Наверное, правильней будет сторониться этих двух крайностей. Здесь нужно держаться в стороне от общих мест, вроде навязчивого «Солнцева – жена Довженко», воспользовавшись замечательной метафорой, которая была применена в отношении творчества Арсения Александровича и Андрея Арсеньевича Тарковских: «У них была единая кровеносная система». Пара «Довженко – Солнцева» – это пара с единой кровеносной системой, подобная парам Жана-Мари Штрауба и Даниэль Юйе, Джона Кассаветеса и Джины Роулендс, Жана-Люка Годара и Анн-Мари Мьевиль.

Но раз уж мысль мерцает, не находя успокоения, нужно воспринимать это как данность. Несомненно, некоторые астрономические явления происходили – такой гигант, как Александр Довженко, конечно же, отбрасывал густую тень на Юлию Солнцеву (возникает чувство, что псевдоним «Солнцева» Юлия Ипполитовна Пересветова взяла для того, чтобы побеждать тень, хотя и в фамилии «Пересветова» уже присутствовала огромная сила света). Грустно другое: многие критики, как астрономы в приступе поиска сенсационного открытия, сделали эту тень Довженко более густой, чем она была. Грубо говоря, Солнцеву задвинули в тень Довженко.

 

 

Но, например, ситуация в сообществе французских кинокритиков была совершенно иной, чем среди критиков Советского Союза – во Франции не складывали общую картину, основанную на желании построения иерархии, в которой Довженко был поставлен выше Солнцевой. Так Жак Риветт, участвуя в «Совете Десяти» (Le conseil des dix), ставит беспрецедентную оценку фильму Юлии Солнцевой «Повесть пламенных лет» – «четыре звезды» [1]; кроме этого фильма Солнцевой «четыре звезды» Риветт ставит работам Николаса Рэя, Ланга, Ташлина (ещё одна риветтовская «странность» для любителей киноиерархий), Бергмана, Годара, Хоукса, Брессона, Росселлини, а «три звезды» из советских режиссёров достаются фильмам Марка Донского (Бондарчук с «Судьбой человека» и Тарковский с «Ивановым детством» удостоились всего одной). «Повесть пламенных лет» и «Зачарованная Десна» входят в список лучших фильмов «Кайе дю синема» за 1962 и 1965 годы соответственно.

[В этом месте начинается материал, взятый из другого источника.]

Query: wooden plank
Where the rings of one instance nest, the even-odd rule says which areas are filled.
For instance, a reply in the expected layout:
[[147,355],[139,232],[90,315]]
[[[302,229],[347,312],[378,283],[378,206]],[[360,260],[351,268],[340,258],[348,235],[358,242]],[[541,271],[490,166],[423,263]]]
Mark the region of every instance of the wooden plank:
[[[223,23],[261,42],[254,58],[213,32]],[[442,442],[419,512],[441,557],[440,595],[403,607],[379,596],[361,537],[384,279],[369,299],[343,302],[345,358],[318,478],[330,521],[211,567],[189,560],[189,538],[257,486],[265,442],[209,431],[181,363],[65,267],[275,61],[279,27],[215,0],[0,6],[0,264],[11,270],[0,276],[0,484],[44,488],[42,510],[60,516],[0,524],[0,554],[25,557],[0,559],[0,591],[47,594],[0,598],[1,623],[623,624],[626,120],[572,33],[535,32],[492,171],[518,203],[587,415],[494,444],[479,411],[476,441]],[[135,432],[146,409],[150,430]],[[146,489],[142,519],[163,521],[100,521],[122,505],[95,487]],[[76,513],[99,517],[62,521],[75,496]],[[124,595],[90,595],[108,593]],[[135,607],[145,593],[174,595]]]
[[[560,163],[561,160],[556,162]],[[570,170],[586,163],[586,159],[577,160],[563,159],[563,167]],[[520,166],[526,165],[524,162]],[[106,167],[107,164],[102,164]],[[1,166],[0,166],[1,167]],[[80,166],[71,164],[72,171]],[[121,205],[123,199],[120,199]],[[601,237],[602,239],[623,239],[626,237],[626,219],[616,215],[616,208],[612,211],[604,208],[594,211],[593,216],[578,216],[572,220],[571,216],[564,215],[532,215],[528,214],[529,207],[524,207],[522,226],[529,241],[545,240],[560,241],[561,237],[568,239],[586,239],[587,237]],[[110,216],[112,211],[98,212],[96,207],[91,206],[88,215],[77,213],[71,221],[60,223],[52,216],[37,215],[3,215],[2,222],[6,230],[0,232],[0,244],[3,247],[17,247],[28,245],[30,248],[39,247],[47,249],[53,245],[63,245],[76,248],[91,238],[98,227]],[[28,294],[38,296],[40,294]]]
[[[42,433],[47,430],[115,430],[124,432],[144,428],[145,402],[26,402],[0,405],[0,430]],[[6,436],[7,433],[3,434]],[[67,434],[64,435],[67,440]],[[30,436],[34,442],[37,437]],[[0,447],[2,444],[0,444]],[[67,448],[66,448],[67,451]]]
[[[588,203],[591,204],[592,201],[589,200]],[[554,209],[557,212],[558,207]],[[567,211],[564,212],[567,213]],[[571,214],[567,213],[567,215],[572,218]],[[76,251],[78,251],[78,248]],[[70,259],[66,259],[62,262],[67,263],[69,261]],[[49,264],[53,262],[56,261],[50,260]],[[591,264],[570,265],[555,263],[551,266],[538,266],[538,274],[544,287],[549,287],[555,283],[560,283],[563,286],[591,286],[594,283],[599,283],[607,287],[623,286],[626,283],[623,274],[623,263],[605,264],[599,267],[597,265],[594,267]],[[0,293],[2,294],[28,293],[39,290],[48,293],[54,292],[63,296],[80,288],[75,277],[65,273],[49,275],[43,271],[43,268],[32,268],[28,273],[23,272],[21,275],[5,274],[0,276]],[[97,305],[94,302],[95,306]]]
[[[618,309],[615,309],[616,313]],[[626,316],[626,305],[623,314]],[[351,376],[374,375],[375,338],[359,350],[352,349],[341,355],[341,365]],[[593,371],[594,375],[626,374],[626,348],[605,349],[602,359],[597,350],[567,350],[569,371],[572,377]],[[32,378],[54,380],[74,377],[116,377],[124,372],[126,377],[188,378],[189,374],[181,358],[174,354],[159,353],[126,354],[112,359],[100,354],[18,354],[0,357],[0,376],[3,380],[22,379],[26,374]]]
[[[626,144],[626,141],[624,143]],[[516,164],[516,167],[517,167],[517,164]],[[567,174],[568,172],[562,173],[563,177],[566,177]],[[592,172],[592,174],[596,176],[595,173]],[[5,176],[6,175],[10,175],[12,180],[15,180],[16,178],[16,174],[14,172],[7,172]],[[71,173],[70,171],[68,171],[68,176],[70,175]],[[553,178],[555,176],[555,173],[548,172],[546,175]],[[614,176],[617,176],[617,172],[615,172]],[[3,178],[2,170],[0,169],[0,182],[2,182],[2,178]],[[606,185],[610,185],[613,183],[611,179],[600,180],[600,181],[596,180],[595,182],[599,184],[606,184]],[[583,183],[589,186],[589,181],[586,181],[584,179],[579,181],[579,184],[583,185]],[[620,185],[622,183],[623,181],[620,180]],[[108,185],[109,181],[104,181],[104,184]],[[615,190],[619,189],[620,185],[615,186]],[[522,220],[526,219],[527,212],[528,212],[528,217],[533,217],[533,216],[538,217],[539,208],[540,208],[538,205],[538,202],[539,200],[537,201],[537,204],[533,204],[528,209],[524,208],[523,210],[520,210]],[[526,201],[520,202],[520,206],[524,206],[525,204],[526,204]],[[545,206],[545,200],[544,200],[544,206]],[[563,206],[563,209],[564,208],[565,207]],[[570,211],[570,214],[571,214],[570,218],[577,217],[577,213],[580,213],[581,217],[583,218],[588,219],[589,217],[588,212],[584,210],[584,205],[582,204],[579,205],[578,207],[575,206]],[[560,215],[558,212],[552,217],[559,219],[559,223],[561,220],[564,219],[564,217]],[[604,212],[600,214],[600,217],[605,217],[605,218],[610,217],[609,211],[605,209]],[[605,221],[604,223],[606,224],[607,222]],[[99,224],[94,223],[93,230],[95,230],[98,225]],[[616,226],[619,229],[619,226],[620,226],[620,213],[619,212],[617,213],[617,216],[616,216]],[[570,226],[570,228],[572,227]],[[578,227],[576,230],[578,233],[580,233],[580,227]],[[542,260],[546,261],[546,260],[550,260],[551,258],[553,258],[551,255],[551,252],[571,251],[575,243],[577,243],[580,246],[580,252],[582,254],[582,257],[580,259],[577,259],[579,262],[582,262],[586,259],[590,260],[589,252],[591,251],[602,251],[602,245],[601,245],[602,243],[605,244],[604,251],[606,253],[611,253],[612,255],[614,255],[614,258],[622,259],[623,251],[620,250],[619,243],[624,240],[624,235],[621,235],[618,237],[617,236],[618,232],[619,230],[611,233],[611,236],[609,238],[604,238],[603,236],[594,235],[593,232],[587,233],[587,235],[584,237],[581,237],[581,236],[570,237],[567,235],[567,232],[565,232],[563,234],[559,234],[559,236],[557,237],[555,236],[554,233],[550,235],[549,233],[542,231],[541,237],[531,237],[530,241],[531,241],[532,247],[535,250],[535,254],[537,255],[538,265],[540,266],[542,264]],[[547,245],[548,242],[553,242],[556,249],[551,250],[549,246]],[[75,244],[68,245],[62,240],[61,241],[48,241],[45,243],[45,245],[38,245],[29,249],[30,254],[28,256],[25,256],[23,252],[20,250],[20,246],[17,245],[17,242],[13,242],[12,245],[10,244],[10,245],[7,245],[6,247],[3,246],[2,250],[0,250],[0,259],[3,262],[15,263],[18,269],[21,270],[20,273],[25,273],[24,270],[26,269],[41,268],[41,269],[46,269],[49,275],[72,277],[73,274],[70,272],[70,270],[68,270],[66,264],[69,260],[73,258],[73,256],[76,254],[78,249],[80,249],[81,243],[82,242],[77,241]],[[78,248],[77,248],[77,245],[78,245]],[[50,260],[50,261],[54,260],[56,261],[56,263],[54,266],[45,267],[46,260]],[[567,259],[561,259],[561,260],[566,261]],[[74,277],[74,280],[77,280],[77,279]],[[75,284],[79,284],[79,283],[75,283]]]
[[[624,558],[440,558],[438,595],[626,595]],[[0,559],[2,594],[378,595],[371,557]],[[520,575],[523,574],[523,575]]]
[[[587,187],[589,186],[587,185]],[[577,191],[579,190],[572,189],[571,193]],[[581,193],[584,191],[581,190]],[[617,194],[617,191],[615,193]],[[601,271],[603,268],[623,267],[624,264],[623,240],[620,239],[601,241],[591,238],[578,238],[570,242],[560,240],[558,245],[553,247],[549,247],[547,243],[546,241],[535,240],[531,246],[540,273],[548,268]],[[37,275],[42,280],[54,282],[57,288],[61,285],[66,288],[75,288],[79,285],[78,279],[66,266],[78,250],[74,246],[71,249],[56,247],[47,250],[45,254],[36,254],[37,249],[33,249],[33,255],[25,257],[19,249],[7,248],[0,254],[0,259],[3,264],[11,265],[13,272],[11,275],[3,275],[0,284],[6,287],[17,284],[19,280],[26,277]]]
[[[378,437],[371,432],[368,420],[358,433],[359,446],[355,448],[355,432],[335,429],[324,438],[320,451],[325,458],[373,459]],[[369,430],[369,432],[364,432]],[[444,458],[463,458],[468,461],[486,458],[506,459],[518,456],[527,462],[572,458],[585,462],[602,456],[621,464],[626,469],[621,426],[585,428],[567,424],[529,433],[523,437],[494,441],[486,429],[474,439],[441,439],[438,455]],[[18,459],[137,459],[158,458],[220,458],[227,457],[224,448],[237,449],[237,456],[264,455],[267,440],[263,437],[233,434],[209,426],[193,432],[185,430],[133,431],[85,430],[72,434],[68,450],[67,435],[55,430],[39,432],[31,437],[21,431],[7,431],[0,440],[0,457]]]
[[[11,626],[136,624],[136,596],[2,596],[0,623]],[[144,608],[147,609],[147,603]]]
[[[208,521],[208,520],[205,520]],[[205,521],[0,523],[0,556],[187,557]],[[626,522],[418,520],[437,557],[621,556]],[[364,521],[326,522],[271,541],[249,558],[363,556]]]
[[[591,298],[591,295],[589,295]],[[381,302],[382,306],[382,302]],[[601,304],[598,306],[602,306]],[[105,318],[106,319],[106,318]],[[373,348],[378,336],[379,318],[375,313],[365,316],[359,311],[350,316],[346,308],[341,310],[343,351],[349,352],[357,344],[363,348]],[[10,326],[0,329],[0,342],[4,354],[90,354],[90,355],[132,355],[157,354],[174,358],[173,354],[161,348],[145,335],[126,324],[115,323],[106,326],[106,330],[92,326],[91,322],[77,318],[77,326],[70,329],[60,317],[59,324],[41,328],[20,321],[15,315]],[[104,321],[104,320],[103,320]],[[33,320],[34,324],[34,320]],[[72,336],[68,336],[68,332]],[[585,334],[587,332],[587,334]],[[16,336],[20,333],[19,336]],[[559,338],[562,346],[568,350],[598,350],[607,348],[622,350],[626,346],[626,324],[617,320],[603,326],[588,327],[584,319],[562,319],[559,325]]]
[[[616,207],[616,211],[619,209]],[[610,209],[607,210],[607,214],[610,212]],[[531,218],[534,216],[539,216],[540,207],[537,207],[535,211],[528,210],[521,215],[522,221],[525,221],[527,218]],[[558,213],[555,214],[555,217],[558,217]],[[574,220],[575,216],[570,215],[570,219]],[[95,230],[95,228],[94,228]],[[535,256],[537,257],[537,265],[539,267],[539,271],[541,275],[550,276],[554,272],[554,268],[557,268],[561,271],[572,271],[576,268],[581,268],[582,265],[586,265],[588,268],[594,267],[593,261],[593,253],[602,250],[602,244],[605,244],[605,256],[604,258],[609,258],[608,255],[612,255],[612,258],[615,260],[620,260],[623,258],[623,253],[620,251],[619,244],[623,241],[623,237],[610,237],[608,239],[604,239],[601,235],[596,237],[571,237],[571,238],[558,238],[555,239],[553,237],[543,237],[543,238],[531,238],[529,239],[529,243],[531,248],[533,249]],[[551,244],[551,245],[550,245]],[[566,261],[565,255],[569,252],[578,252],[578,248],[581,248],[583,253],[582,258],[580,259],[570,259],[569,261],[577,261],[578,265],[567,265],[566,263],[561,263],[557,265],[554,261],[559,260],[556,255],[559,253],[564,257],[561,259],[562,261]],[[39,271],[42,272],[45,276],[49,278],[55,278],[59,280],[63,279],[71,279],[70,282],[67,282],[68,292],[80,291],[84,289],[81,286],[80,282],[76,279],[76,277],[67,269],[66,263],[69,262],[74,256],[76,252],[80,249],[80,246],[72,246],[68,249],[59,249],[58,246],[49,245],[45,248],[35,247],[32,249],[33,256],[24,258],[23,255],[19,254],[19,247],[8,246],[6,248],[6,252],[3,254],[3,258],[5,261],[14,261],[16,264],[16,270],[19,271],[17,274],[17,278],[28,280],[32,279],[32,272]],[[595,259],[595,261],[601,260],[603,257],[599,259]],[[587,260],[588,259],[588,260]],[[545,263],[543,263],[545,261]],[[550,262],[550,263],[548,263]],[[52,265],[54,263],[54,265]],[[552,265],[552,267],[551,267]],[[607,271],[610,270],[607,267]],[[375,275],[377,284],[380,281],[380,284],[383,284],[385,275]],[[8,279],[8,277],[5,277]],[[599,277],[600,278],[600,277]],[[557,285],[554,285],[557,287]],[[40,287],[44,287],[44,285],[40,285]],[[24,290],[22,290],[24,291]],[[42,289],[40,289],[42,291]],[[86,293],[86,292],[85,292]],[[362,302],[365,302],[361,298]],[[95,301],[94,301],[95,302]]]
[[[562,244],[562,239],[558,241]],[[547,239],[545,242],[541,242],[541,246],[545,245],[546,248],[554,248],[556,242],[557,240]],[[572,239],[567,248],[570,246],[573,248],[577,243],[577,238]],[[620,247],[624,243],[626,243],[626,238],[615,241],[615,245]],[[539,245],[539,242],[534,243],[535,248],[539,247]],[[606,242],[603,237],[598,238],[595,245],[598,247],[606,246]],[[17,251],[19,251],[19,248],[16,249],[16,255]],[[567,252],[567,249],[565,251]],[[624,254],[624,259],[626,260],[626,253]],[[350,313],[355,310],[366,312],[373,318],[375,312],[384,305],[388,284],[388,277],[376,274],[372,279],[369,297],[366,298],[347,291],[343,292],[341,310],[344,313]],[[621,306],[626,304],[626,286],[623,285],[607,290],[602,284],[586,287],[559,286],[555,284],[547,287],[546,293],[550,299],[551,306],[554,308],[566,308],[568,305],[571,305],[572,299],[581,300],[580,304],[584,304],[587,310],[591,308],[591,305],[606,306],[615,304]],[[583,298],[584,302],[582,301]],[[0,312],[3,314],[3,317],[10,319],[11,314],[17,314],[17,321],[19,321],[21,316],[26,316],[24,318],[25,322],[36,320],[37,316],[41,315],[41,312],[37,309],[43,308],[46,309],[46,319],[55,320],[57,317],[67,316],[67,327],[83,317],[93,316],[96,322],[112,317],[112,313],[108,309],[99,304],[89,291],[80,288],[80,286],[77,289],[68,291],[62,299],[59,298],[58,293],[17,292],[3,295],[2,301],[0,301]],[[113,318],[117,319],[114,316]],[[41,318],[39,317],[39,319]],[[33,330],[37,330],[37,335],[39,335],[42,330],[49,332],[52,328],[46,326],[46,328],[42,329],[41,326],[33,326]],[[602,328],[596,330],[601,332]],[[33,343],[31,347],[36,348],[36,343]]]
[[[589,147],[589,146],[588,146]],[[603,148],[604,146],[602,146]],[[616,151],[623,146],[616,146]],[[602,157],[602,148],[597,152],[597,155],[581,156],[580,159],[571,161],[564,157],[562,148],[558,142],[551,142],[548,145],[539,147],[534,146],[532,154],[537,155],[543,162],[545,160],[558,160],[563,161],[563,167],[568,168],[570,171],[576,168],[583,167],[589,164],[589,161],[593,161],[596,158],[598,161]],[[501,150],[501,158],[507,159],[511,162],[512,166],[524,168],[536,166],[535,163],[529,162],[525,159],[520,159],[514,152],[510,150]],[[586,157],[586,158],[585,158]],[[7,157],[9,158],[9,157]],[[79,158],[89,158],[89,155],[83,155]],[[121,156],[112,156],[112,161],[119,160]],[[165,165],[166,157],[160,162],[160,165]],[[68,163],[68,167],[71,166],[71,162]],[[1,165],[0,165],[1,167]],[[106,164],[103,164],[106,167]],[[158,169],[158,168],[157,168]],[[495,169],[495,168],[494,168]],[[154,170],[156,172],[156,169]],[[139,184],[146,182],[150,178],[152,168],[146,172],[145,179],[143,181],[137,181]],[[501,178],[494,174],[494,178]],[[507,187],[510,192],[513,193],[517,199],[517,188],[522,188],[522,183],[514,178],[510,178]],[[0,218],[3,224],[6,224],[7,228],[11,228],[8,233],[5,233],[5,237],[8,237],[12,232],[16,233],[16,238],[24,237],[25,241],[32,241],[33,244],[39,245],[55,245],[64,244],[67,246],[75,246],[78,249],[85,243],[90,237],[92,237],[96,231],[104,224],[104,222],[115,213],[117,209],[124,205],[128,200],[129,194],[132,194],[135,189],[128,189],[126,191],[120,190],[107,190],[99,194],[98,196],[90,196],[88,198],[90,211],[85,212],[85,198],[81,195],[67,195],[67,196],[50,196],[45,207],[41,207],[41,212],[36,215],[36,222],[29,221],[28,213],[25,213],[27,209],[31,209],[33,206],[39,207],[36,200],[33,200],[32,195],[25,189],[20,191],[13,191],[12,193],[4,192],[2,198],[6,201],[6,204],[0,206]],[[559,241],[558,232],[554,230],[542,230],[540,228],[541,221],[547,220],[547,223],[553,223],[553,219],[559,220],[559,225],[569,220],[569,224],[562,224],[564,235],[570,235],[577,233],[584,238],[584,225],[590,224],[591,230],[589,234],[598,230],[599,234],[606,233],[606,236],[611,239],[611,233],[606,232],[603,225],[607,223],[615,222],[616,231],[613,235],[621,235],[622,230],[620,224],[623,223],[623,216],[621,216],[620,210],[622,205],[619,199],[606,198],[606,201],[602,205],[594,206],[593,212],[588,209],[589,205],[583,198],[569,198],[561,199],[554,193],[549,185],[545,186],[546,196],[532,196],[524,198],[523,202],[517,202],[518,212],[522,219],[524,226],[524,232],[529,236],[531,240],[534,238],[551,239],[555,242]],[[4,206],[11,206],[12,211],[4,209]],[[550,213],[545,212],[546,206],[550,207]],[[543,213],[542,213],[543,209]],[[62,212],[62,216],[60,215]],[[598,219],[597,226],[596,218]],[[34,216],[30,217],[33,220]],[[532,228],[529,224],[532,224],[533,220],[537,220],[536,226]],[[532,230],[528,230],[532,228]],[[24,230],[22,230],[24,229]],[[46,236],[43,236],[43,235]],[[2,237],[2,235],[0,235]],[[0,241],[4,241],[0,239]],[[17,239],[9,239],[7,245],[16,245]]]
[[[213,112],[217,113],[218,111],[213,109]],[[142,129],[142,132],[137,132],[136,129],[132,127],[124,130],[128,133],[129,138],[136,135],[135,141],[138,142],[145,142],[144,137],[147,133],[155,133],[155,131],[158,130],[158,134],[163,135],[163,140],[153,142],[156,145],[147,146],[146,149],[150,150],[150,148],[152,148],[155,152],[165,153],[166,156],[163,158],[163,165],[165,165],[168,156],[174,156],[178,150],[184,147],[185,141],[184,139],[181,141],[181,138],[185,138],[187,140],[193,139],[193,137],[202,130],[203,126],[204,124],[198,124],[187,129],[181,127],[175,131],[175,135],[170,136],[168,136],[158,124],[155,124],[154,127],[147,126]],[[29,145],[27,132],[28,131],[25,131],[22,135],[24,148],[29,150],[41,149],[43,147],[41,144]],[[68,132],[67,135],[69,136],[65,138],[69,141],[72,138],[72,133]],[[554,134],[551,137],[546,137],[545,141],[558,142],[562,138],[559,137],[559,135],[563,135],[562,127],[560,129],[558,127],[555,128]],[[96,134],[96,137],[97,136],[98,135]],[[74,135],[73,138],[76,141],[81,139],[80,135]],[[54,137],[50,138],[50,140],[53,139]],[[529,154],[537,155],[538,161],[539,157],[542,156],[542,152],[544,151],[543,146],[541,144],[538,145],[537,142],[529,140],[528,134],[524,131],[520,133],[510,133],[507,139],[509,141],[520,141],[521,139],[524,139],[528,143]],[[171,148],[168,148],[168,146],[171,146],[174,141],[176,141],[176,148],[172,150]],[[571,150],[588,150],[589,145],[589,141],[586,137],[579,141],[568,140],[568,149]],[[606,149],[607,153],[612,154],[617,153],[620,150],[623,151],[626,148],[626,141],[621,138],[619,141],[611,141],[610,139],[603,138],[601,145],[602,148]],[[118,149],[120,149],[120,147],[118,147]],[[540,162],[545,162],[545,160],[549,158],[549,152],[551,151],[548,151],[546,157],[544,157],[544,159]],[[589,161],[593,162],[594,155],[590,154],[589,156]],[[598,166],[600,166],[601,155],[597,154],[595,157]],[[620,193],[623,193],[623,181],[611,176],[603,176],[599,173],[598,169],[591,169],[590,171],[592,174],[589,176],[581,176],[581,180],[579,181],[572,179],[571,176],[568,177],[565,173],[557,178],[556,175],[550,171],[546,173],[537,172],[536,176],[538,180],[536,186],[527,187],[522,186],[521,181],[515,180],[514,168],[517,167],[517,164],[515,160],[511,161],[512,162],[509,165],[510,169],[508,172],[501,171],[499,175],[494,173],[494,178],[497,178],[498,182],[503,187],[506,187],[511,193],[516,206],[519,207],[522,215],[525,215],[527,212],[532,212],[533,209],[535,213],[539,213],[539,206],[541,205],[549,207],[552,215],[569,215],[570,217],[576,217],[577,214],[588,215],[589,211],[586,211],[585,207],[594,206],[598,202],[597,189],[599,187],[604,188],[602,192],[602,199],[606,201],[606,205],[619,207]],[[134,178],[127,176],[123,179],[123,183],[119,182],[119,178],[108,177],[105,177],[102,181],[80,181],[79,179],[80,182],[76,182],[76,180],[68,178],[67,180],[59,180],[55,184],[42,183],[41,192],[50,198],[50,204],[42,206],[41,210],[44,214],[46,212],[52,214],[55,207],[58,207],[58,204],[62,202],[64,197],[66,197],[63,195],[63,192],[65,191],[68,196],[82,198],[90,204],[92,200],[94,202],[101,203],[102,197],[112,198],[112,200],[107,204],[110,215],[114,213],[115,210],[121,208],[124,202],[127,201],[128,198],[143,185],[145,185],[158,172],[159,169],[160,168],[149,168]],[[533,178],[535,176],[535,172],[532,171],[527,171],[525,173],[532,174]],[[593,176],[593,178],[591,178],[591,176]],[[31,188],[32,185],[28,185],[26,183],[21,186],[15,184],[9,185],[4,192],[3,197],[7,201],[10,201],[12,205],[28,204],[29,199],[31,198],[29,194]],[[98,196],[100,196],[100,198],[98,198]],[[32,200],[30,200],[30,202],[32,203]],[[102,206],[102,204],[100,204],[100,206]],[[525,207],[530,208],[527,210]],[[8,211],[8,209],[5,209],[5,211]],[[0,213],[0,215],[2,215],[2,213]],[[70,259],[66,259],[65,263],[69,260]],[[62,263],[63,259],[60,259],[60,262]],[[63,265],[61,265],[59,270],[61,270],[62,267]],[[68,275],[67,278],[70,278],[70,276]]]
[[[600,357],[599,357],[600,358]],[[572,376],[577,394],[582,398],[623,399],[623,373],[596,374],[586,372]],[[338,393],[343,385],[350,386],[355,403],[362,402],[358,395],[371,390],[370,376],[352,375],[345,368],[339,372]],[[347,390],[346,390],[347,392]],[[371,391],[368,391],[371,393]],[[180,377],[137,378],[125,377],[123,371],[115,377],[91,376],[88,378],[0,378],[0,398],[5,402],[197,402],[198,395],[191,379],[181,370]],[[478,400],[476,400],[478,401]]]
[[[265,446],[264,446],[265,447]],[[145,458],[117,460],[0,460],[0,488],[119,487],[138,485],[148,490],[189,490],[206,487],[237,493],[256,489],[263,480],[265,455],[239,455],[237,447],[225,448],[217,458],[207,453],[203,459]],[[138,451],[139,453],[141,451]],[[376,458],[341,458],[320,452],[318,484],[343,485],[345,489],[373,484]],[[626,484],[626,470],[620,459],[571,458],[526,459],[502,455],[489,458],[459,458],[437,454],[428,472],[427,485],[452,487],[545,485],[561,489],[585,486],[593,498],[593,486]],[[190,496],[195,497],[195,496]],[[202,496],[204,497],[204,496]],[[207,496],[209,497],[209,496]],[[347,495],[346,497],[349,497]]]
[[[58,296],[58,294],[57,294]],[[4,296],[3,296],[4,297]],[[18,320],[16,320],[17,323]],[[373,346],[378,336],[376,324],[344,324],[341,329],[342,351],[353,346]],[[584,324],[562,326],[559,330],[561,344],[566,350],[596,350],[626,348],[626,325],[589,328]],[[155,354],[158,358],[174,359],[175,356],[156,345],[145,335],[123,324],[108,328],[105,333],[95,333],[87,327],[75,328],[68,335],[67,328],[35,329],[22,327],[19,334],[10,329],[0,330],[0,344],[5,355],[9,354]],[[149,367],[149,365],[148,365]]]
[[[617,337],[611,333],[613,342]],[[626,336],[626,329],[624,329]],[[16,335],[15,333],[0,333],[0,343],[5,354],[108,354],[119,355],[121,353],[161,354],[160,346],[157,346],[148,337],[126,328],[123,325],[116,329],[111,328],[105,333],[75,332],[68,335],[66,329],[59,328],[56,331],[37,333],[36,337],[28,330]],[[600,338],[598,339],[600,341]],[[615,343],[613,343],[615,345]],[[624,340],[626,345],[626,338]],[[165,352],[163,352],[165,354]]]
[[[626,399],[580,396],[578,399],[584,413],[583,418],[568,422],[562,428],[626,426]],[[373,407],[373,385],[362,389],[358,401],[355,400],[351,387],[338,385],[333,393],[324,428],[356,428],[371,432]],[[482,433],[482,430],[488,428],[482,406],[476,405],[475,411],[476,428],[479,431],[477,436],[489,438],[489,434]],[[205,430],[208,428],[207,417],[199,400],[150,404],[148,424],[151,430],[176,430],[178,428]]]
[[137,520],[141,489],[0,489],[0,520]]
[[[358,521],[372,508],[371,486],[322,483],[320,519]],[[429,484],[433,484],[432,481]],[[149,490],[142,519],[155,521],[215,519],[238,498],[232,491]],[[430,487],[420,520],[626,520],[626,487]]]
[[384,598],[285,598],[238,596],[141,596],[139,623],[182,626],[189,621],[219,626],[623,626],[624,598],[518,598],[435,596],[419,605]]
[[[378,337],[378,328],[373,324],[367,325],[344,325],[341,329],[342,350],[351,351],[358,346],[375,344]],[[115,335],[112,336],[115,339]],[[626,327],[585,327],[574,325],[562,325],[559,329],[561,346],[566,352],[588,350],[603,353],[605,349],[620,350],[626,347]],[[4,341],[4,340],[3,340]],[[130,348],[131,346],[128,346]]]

Несомненно, успех фильмов Солнцевой у французских кинокритиков (каннский лауреат «Поэма о море» (приз за режиссуру) также получила «четыре звезды» в «Совете Десяти») может ничего и не означать, хотя именно они попытались вернуть в поле размышлений о советском кинематографе Бориса Барнета, Фридриха Эрмлера, Александра Медведкина и Александра Мачерета. Но всё же существующие факты свидетельствуют о том, что творчество Солнцевой при беспристрастном рассмотрении и отсутствии жаркого желания выстроить иерархию не может рассматриваться в виде некоего «бонуса» или – мерзкое, почти медицинское сравнение – «придатка» к творчеству Александра Довженко. И даже без оглядки на критиков «Кайе» это несомненно так.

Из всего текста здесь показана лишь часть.